I’ll even miss that revolving door of near-indistinguishable smart chicks in tight skirts, the A.D.A.’s who inspired the Saturday Night Live joke about Jack McCoy as a “kindly old grandfather who teaches cynicism to a series of supermodels.” (My favorite was the meanest of the bunch, husky-voiced Angie Harmon, whose pro-death-penalty coldness made McCoy look like a hippie in contrast.)

And I’ll miss the types, the endless, random New Yorkers—secretaries and yoga students and garbagemen and law partners and ex-wives and bartenders and dry-cleaners, each played by some happy minor New York actor—many of whom just got one scene in which they explained that their next-door neighbor no longer lived on Irving Place and that Briscoe should probably ask the principal of his old high school, and then went back to chopping pork and was never seen again.

When a show ends, there’s a social demand to find meaning in it: some vanguard quality, some dramatic paradigm shift. But Law & Order was not the kind of show most people will collect on DVD, or go to fan conventions for, or analyze frame by frame. It inspired a different kind of passionate fanhood—solo, hard-core rerun-watching. Sheer watchability, the formula that somehow works every single time, is a kind of greatness, too.
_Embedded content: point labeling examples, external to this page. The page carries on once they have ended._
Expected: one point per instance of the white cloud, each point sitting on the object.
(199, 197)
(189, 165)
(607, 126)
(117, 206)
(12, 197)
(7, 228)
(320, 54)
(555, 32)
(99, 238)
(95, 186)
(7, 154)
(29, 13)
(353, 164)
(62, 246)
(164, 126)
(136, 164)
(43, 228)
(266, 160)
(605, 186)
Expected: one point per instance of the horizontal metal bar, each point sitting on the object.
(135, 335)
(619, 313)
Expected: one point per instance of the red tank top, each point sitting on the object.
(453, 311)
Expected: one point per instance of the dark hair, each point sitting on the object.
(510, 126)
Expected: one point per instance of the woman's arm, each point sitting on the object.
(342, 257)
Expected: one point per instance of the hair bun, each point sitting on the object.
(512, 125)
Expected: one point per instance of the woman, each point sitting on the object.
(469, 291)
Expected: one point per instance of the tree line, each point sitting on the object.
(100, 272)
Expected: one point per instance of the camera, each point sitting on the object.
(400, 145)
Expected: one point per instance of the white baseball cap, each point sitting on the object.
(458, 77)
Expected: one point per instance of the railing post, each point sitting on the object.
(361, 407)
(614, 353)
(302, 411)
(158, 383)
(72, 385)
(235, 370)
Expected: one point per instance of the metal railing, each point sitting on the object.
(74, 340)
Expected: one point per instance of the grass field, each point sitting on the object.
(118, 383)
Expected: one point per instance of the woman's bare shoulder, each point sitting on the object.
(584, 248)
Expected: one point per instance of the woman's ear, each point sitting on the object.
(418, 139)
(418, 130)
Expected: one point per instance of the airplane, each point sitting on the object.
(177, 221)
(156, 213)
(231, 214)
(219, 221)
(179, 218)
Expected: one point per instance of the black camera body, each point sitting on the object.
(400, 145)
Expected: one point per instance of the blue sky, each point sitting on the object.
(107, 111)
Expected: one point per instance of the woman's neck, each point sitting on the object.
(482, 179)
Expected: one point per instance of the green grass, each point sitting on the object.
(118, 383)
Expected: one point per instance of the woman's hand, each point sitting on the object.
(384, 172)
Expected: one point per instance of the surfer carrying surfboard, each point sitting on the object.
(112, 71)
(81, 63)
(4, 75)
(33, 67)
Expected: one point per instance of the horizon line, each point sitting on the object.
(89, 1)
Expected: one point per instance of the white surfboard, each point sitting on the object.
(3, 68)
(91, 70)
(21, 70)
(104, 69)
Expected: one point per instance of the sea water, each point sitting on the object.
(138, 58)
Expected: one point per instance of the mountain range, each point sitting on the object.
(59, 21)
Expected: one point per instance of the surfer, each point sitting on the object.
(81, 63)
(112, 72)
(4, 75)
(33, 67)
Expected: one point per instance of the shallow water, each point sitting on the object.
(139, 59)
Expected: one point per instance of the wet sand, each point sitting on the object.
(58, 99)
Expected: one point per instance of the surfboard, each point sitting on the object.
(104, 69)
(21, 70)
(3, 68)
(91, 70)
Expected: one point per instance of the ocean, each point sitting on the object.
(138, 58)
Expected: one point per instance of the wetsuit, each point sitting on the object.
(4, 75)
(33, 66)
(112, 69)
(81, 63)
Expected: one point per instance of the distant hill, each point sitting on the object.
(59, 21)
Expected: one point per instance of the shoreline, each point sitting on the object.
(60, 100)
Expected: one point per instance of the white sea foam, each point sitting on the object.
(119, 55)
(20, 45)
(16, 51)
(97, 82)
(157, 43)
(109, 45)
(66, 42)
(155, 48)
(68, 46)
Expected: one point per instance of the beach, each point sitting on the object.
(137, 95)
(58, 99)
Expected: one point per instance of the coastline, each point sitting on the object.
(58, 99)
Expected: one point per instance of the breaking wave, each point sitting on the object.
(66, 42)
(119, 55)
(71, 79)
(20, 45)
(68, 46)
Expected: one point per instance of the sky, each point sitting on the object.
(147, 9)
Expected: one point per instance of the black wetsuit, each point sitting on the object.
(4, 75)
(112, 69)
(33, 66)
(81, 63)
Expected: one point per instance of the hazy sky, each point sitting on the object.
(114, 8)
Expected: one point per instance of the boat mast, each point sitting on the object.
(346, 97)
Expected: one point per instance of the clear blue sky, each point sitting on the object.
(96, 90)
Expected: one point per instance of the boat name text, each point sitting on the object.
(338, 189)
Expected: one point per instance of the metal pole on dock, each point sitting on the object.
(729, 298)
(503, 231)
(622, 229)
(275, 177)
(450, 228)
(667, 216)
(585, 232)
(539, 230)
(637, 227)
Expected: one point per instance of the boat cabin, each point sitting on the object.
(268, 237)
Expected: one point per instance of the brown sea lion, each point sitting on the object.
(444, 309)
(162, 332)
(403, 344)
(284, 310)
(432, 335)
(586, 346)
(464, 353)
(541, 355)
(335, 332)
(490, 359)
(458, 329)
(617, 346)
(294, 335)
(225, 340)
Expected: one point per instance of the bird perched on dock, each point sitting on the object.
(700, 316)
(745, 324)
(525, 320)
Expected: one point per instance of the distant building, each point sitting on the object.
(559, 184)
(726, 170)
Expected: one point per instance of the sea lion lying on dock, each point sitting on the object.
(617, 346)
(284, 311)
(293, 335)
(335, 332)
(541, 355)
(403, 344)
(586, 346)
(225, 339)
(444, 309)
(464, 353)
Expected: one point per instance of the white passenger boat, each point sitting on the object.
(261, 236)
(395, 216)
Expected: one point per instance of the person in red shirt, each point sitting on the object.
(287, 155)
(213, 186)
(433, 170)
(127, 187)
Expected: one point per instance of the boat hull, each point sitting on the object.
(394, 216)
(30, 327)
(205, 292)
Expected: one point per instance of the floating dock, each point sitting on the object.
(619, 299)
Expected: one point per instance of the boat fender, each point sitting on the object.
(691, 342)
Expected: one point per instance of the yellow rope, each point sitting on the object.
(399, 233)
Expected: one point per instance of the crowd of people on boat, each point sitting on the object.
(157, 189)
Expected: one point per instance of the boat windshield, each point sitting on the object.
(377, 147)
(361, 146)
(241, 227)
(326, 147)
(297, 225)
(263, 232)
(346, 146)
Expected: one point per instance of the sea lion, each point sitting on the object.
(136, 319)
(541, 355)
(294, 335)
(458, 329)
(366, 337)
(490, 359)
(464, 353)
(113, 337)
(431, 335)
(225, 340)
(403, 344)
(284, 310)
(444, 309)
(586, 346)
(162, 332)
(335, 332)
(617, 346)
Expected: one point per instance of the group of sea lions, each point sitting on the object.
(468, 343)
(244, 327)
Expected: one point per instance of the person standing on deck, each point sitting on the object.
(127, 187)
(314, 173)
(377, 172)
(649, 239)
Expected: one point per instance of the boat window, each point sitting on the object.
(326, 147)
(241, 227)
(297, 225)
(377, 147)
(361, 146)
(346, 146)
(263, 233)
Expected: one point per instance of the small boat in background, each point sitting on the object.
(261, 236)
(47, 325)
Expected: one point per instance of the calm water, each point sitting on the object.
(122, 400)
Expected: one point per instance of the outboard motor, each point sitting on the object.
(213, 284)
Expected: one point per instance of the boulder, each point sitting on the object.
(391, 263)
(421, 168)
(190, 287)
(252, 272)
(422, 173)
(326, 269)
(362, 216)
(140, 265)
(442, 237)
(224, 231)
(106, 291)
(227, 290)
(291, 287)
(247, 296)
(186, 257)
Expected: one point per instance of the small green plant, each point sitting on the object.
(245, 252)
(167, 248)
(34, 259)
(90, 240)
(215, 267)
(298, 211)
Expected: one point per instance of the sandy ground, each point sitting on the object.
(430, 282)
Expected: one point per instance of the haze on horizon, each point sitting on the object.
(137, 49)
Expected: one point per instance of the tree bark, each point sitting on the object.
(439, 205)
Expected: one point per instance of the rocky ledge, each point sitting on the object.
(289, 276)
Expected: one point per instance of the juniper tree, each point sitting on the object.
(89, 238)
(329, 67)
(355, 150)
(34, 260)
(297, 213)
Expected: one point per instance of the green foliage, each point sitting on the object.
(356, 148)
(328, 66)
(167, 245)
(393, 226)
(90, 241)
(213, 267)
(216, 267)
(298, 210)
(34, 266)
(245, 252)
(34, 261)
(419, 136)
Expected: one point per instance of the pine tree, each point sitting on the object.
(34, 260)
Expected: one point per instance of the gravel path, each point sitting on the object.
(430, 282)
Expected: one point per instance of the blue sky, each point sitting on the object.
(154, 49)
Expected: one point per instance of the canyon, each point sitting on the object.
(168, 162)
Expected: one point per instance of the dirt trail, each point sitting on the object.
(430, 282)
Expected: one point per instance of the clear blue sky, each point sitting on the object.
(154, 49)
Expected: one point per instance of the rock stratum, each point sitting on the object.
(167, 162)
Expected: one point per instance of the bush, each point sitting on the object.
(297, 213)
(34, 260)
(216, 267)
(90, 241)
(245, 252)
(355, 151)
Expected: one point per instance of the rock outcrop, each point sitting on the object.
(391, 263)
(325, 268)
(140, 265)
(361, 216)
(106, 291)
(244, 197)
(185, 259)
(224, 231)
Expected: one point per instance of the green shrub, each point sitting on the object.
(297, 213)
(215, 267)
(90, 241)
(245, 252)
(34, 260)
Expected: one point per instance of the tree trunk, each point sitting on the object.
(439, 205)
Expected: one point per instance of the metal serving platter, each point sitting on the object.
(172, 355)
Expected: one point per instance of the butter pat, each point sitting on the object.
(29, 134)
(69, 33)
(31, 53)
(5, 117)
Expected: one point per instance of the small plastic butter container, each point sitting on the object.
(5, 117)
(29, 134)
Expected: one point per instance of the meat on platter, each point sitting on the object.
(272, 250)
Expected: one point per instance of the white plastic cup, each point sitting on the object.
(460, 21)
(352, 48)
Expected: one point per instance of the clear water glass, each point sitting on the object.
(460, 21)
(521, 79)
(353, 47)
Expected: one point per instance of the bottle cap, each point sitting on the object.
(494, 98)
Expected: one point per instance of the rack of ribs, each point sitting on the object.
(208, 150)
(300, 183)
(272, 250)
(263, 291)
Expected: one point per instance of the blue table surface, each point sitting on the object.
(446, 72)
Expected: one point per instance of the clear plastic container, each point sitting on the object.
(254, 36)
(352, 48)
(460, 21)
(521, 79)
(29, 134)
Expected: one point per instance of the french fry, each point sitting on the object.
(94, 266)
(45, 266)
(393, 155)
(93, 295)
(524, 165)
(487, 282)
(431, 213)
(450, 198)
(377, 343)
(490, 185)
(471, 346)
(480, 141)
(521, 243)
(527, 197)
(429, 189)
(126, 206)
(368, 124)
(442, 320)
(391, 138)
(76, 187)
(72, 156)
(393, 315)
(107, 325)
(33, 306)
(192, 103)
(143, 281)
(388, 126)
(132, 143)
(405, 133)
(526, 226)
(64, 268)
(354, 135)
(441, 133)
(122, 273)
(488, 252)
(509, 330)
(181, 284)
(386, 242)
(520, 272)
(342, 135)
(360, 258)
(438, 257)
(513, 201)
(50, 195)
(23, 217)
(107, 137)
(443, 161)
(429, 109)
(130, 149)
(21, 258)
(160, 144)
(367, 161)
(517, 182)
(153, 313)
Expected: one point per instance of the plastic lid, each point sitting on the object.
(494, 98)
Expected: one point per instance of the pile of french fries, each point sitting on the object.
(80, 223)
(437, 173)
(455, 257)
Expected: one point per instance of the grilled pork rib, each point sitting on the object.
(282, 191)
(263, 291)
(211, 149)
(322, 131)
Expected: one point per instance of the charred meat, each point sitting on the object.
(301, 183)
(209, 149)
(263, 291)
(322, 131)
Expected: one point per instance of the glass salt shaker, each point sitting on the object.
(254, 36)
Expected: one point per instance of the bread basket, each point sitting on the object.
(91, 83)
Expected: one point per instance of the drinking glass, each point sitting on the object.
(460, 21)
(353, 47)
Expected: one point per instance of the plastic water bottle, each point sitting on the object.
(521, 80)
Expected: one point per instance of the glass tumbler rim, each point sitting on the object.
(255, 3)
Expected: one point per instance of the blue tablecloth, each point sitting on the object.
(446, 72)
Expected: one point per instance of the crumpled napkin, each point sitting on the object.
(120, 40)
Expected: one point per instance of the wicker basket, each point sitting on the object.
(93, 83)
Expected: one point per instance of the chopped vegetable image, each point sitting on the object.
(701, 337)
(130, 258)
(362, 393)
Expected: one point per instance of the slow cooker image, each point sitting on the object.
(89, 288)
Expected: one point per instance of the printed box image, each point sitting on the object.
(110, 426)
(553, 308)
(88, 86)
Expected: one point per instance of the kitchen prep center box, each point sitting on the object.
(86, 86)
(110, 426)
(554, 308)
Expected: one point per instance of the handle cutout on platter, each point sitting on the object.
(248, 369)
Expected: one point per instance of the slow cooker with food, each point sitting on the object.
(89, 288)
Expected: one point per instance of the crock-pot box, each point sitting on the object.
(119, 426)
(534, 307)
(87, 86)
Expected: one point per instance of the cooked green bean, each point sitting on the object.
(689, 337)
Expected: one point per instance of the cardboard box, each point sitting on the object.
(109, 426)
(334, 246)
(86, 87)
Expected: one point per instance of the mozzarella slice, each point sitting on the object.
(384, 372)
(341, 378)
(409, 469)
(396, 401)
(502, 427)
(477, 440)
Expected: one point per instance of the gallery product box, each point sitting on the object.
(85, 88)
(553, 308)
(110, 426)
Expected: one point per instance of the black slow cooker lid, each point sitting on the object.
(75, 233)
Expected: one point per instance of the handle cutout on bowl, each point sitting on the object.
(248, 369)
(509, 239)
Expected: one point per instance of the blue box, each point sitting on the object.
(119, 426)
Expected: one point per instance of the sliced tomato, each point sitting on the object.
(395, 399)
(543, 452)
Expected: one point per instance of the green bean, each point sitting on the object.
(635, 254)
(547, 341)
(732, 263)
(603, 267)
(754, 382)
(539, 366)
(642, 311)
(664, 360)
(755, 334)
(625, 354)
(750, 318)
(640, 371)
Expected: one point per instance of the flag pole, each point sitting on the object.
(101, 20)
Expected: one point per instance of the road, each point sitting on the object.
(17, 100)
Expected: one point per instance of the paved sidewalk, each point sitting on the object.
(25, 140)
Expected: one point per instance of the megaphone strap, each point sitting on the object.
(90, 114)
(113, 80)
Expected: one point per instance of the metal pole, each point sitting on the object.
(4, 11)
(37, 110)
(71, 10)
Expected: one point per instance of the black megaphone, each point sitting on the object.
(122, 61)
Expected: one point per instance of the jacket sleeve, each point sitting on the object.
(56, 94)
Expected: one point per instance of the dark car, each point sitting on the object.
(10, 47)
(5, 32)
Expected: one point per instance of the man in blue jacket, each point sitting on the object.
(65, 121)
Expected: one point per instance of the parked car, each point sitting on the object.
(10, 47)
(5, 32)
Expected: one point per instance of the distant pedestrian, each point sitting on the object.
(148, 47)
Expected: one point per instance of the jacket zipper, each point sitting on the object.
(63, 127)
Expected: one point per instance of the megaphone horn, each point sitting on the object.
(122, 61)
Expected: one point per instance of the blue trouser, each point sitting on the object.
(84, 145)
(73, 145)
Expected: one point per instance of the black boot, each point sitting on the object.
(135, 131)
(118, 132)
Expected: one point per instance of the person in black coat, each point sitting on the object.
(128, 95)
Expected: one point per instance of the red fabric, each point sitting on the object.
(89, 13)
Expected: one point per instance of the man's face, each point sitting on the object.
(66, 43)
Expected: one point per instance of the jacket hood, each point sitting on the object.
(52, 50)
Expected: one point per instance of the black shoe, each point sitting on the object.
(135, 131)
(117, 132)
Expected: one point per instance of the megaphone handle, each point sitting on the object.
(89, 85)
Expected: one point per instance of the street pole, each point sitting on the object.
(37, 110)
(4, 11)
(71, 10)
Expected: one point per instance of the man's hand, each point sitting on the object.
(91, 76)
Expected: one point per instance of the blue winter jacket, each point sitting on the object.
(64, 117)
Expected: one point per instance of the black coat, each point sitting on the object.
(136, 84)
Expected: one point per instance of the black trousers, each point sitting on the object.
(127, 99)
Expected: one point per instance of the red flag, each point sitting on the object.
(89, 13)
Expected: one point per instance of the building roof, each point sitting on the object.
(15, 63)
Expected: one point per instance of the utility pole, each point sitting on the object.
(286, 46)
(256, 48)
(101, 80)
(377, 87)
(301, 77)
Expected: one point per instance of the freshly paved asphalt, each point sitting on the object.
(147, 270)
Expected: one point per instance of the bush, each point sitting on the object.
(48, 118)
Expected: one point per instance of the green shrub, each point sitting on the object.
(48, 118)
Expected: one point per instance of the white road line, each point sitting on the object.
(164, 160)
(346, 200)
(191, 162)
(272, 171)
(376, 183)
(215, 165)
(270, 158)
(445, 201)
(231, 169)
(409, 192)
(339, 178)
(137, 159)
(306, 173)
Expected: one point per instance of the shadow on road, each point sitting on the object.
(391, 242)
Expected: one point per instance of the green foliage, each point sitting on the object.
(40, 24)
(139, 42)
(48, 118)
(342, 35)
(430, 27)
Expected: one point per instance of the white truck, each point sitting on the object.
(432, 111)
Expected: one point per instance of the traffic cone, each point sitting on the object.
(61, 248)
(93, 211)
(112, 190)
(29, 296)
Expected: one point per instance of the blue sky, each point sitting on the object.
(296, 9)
Maybe what made it so addictive was the show’s restraint, the way it rarely traded on sex. The tiniest titration of intra-office gossip, like the revelation that McCoy once slept with Edie Falco’s recurring defense attorney, felt shocking as a tell-all. (McCoy was the best A.D.A., although I also liked the doughy disdain of Michael Moriarty and Linus Roache’s icy rage. Come to think of it, maybe the show’s most arresting quality was how disgusted almost every character was, nearly all the time.)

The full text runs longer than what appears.